Cette étude, qui constitue la cartographie génétique la plus complète jamais réalisée sur ces microbes, a été basée sur l'analyse de 218 échantillons d'eau collectés lors de l'Expédition de Circumnavigation Antarctique, une mission scientifique de trois mois menée entre 2016 et 2017. Après le séquençage de l'ADN, les chercheurs ont comparé leurs résultats avec les bases de données de gènes marins existantes. Le bilan est impressionnant : 38 % des gènes identifiés sont totalement absents de toutes les bases de données marines connues, ce qui signifie qu'un gène sur trois n'existe nulle part dans la littérature scientifique actuelle.
Les gènes inconnus ne forment pas une masse homogène; au contraire, ils s'organisent en communautés distinctes qui sont structurées par les masses d'eau et les courants océaniques. Chaque couche d'eau abrite ses propres microbes, adaptés à des conditions spécifiques de température, de salinité et de pression. L'océan Austral fonctionne ainsi comme un archipel biologique invisible, où chaque territoire possède sa propre signature génétique.

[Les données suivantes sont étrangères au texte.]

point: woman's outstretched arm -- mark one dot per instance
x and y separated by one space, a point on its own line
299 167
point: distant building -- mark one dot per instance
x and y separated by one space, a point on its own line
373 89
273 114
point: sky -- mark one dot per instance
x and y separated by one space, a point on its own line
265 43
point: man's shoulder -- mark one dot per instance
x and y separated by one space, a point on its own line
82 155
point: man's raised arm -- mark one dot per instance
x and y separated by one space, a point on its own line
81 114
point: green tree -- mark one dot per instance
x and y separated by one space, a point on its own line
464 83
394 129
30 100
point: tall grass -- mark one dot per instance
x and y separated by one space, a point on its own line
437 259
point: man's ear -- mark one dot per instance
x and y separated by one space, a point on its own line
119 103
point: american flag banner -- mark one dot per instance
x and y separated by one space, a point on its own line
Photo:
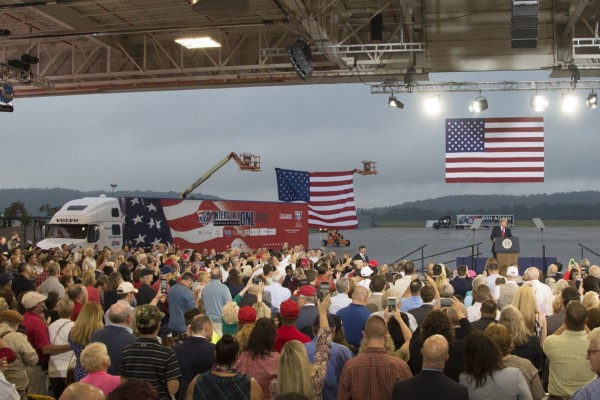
330 196
495 150
145 222
199 224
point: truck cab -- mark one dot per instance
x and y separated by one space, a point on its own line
86 222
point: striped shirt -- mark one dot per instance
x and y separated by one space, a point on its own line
152 362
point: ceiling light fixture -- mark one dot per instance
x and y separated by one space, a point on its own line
538 102
395 103
569 103
6 96
480 104
198 42
592 101
301 57
433 106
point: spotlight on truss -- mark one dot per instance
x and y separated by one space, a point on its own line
592 101
480 104
395 103
538 102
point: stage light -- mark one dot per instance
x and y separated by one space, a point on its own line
29 59
433 106
592 101
301 58
538 102
480 104
6 96
198 42
395 103
569 103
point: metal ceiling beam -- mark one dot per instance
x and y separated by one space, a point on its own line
577 6
315 31
504 86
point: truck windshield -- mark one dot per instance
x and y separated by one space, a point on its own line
67 231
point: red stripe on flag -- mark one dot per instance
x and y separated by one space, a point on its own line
494 180
495 169
507 129
493 159
514 119
513 140
514 149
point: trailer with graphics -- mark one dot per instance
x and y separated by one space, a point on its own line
465 221
188 224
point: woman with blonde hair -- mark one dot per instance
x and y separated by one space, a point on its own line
590 300
229 318
526 302
294 371
502 337
88 321
557 303
95 360
88 262
198 286
110 293
88 279
59 334
527 345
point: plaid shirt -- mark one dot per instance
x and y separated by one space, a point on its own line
41 278
372 375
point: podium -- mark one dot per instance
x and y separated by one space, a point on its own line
507 250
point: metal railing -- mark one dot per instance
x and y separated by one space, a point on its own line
588 249
474 253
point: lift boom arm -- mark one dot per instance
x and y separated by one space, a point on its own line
246 162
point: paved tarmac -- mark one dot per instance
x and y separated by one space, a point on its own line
387 245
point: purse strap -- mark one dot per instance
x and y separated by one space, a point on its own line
60 329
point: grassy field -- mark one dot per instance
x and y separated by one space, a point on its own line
520 224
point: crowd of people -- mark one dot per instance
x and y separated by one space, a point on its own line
292 323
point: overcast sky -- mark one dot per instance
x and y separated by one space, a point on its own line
165 140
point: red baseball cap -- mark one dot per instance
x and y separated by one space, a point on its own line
289 309
307 290
246 315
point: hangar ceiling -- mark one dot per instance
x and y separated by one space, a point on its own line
91 46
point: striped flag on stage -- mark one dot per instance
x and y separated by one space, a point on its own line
330 196
495 150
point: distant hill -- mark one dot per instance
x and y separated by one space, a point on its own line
558 206
33 199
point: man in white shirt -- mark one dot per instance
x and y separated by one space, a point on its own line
543 293
490 281
482 293
341 299
403 283
504 294
278 293
365 273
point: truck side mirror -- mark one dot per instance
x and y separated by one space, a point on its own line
93 234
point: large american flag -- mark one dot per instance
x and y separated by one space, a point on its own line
495 150
330 196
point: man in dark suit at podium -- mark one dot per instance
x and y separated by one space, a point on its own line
501 231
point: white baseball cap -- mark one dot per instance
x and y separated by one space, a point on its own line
126 287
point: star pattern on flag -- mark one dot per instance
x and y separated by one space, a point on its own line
140 239
465 135
293 185
146 224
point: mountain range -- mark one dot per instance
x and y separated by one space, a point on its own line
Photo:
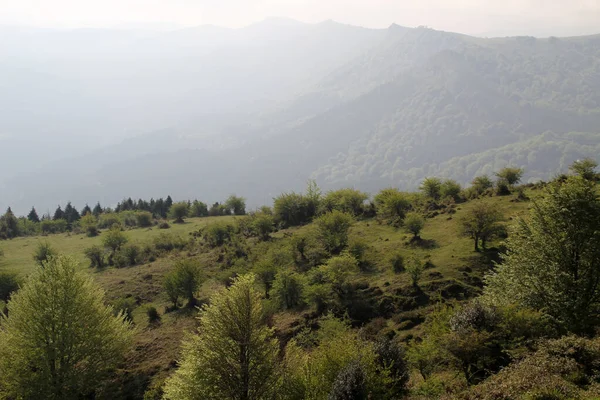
96 115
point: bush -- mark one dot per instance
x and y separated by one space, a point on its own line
166 242
397 262
179 211
108 220
96 256
332 230
53 226
152 314
414 223
288 289
350 201
43 253
144 219
391 205
218 233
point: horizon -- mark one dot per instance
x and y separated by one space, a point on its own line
470 17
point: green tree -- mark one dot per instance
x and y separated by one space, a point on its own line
553 258
414 223
431 187
288 289
32 216
510 175
236 205
235 356
9 283
89 223
414 268
199 209
43 253
60 338
179 211
585 168
333 230
9 225
450 188
481 183
481 223
392 205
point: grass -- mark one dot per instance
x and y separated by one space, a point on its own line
18 252
453 264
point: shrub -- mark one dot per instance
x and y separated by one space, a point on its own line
414 223
179 211
164 225
218 233
332 229
144 219
415 270
96 256
391 205
397 262
288 289
152 314
43 253
166 242
108 220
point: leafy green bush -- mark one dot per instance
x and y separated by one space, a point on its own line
96 256
332 230
43 252
288 289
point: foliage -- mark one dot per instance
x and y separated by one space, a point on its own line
350 201
332 229
481 224
585 168
218 233
236 205
288 289
43 253
235 354
392 205
89 223
183 281
414 223
510 175
96 256
60 338
179 211
432 188
9 283
553 258
414 268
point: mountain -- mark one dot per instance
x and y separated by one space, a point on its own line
343 105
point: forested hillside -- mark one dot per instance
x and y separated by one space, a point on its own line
346 107
488 291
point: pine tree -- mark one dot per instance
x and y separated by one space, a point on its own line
235 354
32 216
60 338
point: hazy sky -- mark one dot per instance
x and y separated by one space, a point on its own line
467 16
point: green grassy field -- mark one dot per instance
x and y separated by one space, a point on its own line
452 264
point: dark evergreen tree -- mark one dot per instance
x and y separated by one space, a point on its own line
71 214
58 214
32 216
97 210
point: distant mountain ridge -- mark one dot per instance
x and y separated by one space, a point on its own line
387 107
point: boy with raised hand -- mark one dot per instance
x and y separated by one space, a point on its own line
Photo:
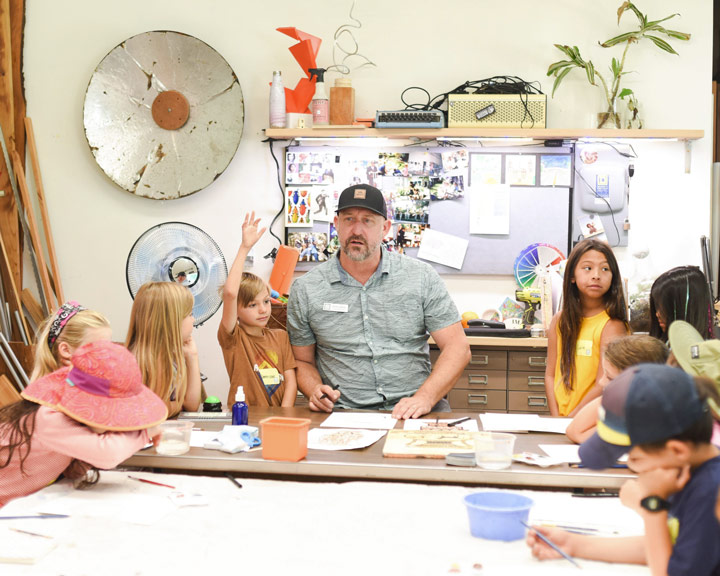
663 418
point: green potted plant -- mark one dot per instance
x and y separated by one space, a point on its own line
651 30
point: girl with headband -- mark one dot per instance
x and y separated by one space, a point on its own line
93 414
64 332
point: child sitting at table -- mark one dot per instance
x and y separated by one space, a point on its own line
619 355
160 336
664 418
95 413
63 332
256 357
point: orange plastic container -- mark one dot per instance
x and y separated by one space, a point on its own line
284 438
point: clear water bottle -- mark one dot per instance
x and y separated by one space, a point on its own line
277 102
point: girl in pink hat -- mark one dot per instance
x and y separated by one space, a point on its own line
160 336
61 333
93 414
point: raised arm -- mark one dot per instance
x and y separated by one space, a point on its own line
250 236
454 356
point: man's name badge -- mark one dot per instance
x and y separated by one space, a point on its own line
335 307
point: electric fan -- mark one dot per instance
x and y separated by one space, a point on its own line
179 252
534 260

Ces organismes ne sont pas de simples spectateurs de l'environnement polaire. Par exemple, le phytoplancton, qui comprend des microalgues en suspension dans l'eau, est responsable de la moitié de la photosynthèse de la planète. D'autres types de bactéries sont impliqués dans la transformation du carbone capturé, en le recyclant en surface ou en l'acheminant vers les profondeurs.
Selon une analyse relayée par Earth.com, plusieurs des gènes nouvellement identifiés aident les microbes à décomposer des composés riches en soufre, libérant des gaz qui influencent la formation des nuages. La bactérie Pelagibacter, présente dans presque tous les océans du monde, est un exemple parfait de cette diversité fonctionnelle. Dans les eaux chaudes, ses variants sont équipés de gènes spécialisés pour l'absorption de métaux comme le nickel et le zinc, tandis que dans les eaux froides de l'Antarctique, d'autres variants activent des gènes liés à la résistance au stress oxydatif. Cela illustre comment un même organisme peut développer des stratégies génétiques radicalement différentes en fonction de son environnement.
Ces découvertes prennent une dimension particulière dans le contexte du changement climatique. L'océan Austral absorbe une part considérable de dioxyde de carbone et de chaleur produits par les activités humaines. Cependant, la circulation des masses d'eau, qui structure les communautés microbiennes, est en train de changer en raison du réchauffement climatique. Une réorganisation de ces courants pourrait modifier toute l'activité microbienne de la région sans déplacer une seule côte.
Les chercheurs soulignent que ces gènes inconnus représentent autant de fonctions biologiques encore à caractériser. Comprendre leur rôle exact dans les cycles du carbone et du soufre est essentiel pour affiner les modèles climatiques actuels. Pour ce faire, un suivi continu et une surveillance génétique tout au long de l'année sont indispensables.
Longtemps considéré comme une périphérie scientifique, l'océan Austral s'impose aujourd'hui comme un territoire clé pour comprendre le futur du climat terrestre. Une meilleure connaissance des microbes qui l'habitent pourrait non seulement éclairer nos recherches sur le changement climatique, mais également offrir des perspectives nouvelles sur la biodiversité marine.